5 incidents documented

Mild

Nicholas Felix — Schoolmaster, Artist and Batsman — Retires from First-Class Cricket, 1852

Kent and various sides

1852-08-31

Nicholas Wanostrocht, who played cricket under the pseudonym 'Felix' to preserve his professional reputation as a schoolmaster, retired from first-class cricket in 1852 after a career spanning 1828 to 1852. An elegant left-handed batsman for Kent, a watercolour artist and the author of *Felix on the Bat* (1845), he was one of the most cultivated figures of the golden age of roundarm cricket.

#roundarm-era#early-victorian#1850s
🥊Mild

William Martingell — Surrey's Roundarm Seamer Joins the UAEE Breakaway, 1852

Surrey, United All-England Eleven

1852-08-15

William Martingell of Nutfield, Surrey, was one of the leading roundarm bowlers in England through the late 1840s and 1850s. When Wisden and Dean broke from Clarke's All-England Eleven in 1852, Martingell was among the first professionals to join the new United All-England Eleven, citing Clarke's autocratic management and inadequate pay — a decision that cost him several AEE fixtures but confirmed the UAEE's credibility.

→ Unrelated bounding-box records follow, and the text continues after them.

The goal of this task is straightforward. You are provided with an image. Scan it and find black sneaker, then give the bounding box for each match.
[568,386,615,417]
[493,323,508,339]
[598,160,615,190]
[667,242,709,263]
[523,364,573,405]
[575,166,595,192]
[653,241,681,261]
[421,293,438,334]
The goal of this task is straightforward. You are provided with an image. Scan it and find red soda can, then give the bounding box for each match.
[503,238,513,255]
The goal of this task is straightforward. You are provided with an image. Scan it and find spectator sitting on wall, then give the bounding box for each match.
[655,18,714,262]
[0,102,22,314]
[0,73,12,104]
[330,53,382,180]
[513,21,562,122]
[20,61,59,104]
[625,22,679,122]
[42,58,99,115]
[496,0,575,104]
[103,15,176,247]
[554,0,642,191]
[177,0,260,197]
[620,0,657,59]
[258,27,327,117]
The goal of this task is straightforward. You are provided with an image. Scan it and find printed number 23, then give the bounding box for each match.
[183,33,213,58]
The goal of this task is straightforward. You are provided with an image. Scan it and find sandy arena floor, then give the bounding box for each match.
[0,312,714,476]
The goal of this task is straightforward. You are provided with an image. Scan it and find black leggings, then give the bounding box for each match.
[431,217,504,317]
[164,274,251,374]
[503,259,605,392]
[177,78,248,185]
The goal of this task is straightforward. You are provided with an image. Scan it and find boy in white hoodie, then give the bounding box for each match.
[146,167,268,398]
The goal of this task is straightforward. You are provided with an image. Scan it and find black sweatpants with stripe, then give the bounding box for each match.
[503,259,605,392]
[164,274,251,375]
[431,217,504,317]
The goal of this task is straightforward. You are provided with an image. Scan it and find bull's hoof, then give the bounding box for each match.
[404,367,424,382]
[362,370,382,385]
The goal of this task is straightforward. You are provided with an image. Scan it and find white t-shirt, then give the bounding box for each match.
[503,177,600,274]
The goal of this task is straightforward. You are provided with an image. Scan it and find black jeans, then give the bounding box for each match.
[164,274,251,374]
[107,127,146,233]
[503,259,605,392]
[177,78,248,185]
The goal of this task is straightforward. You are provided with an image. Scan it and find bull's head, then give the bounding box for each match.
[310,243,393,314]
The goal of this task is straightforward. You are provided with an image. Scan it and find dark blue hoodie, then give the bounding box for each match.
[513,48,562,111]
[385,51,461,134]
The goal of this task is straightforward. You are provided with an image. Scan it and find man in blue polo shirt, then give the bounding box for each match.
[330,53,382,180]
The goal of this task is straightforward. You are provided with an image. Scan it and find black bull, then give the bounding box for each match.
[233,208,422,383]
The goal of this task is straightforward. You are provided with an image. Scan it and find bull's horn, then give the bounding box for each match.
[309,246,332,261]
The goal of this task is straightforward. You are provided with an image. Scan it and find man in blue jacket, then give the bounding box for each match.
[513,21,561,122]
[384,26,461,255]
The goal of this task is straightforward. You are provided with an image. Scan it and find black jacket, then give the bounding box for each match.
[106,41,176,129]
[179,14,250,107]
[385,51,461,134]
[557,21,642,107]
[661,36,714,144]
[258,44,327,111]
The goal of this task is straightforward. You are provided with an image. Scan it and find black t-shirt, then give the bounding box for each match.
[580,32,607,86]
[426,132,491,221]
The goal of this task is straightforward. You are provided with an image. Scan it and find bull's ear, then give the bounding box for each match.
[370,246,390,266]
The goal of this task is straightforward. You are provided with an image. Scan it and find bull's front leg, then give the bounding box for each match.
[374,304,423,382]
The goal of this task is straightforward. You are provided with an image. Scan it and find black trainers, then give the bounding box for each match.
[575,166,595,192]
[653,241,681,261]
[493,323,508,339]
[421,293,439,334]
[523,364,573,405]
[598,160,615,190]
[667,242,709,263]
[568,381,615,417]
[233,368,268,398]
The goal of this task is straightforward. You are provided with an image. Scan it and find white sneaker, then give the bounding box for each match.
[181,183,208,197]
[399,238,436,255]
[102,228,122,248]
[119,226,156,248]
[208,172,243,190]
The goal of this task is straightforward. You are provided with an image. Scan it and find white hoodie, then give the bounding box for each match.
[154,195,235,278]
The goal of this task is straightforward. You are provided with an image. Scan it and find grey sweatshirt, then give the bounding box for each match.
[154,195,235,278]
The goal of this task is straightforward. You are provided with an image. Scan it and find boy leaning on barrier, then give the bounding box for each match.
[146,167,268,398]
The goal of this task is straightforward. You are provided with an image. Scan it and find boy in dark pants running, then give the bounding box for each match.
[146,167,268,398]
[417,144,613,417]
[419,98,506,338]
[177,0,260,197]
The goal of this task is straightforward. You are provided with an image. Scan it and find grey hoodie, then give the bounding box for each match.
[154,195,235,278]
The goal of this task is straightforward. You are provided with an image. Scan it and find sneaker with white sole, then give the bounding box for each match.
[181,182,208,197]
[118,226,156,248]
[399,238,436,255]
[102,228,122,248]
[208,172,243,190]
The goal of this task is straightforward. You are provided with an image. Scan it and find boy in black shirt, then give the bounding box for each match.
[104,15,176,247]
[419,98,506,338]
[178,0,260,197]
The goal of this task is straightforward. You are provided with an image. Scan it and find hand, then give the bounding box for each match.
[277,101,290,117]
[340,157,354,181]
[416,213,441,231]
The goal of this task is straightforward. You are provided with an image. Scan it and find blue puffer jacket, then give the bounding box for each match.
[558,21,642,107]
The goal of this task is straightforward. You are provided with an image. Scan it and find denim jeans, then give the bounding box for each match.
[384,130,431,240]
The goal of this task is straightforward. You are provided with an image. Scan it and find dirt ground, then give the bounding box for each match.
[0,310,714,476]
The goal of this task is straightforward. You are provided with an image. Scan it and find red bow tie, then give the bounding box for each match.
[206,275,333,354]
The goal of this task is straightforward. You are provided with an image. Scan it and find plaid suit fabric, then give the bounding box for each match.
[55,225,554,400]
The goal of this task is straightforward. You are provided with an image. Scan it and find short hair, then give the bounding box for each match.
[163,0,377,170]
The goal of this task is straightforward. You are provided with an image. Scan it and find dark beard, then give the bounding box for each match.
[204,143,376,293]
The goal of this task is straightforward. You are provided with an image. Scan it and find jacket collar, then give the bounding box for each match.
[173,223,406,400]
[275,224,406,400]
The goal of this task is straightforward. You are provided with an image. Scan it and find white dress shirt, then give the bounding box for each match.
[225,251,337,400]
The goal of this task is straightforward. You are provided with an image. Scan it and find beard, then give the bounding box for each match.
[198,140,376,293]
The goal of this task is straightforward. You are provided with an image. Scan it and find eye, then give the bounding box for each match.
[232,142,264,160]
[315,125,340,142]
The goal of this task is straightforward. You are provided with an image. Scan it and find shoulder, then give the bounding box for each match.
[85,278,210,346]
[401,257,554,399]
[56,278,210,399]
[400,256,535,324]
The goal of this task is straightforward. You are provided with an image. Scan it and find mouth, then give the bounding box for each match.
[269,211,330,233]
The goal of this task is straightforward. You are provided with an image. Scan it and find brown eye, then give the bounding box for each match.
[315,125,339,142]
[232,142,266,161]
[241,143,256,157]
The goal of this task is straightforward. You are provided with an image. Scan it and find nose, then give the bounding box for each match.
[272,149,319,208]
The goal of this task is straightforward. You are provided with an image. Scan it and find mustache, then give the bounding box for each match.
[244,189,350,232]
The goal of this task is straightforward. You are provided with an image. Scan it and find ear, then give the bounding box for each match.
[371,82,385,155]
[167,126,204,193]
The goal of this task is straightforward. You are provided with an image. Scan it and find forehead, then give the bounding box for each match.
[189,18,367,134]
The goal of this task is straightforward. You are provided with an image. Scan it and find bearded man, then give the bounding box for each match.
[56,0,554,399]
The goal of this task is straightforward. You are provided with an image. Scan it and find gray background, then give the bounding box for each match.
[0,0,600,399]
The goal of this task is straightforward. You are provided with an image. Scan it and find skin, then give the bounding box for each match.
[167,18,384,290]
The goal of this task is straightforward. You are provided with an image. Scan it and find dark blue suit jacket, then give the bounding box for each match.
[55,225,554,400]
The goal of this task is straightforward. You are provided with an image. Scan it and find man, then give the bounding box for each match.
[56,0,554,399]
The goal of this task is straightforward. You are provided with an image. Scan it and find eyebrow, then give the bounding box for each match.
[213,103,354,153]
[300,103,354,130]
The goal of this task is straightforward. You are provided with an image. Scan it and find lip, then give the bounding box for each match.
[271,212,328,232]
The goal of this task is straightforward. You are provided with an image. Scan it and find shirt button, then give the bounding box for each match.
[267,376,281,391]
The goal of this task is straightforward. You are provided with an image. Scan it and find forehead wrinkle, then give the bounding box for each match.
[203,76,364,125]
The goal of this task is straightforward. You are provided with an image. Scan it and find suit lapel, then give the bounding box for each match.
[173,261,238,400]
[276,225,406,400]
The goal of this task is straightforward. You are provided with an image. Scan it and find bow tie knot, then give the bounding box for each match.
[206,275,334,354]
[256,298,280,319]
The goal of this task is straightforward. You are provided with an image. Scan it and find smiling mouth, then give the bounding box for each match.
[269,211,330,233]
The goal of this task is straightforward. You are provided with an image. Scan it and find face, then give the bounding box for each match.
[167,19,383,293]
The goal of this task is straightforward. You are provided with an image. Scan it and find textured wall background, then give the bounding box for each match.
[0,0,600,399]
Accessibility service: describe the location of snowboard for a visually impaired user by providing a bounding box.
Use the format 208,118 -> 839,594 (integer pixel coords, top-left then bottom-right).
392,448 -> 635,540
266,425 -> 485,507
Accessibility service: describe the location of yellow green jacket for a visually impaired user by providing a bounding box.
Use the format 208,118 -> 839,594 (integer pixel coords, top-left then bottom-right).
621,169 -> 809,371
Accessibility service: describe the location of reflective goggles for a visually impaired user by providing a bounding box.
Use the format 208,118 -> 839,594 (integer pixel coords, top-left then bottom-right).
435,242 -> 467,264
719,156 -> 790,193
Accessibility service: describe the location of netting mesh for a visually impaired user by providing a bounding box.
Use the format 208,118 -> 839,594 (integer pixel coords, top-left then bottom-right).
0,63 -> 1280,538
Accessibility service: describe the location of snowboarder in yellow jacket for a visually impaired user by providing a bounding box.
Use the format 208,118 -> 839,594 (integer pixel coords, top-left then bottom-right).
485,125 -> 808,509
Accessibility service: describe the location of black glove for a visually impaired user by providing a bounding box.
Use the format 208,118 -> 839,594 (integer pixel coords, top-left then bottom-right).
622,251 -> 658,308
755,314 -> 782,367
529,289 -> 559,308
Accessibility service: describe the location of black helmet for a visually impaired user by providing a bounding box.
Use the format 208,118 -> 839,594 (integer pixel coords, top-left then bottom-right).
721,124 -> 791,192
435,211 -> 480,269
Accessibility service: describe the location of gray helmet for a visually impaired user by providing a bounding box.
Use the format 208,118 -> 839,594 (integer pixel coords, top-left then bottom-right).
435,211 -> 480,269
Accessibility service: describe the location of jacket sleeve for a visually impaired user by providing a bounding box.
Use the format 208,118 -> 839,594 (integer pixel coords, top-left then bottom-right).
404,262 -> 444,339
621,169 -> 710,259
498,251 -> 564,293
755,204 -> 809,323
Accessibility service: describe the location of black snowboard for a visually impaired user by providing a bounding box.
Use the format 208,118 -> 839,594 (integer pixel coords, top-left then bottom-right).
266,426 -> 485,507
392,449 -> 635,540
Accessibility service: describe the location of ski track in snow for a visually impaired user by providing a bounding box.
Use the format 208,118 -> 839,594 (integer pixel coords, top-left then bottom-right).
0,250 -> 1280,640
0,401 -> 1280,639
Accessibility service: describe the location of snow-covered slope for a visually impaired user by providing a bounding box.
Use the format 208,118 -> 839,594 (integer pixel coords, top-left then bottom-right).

#roundarm-era#early-victorian#1850s
Mild

Cricket in Canada — Montreal and the Halifax Cup, 1850s

Montreal CC vs Toronto CC and various

1852-06-01

Cricket in Canada in the 1850s was the sport of the British garrison and the professional class, but it was sufficiently established to produce the first international cricket in North America. The Montreal Cricket Club, founded in 1832, and its Toronto counterpart played regular inter-city matches in the 1840s and 1850s, and Canadian teams were prominent among the hosts when George Parr's XII toured North America in 1859.

#roundarm-era#early-victorian#1850s
🚨Moderate

The Decline of Gambling on Cricket — Betting Falls from Fashion, 1850s

Various

1852-01-01

Through the first half of the nineteenth century gambling on cricket had been endemic — matches were arranged with betting as the primary purpose, and some were fixed to ensure the desired result. By the 1850s the gambling culture had declined sharply under Victorian moral pressure, the rise of professional touring cricket and the growing influence of the MCC, which increasingly discouraged wagering at Lord's. The 1850s were the decade in which cricket gambling moved from mainstream to disreputable.

#roundarm-era#early-victorian#1850s
🥊Moderate

Wisden and Dean Break Away — The Founding of the United All-England Eleven, 1852

United All-England Eleven (UAEE) split from All-England Eleven (AEE)

1852-08-07

In August 1852, John Wisden of Sussex and Jemmy Dean of Surrey, the two leading professional cricketers in the south of England, broke from William Clarke's All-England Eleven over Clarke's autocratic management and the meagre share of takings he allowed his players. With several discontented colleagues they founded the United All-England Eleven, which from 1857 would meet the parent AEE every summer in fixtures that drew the largest crowds in English cricket.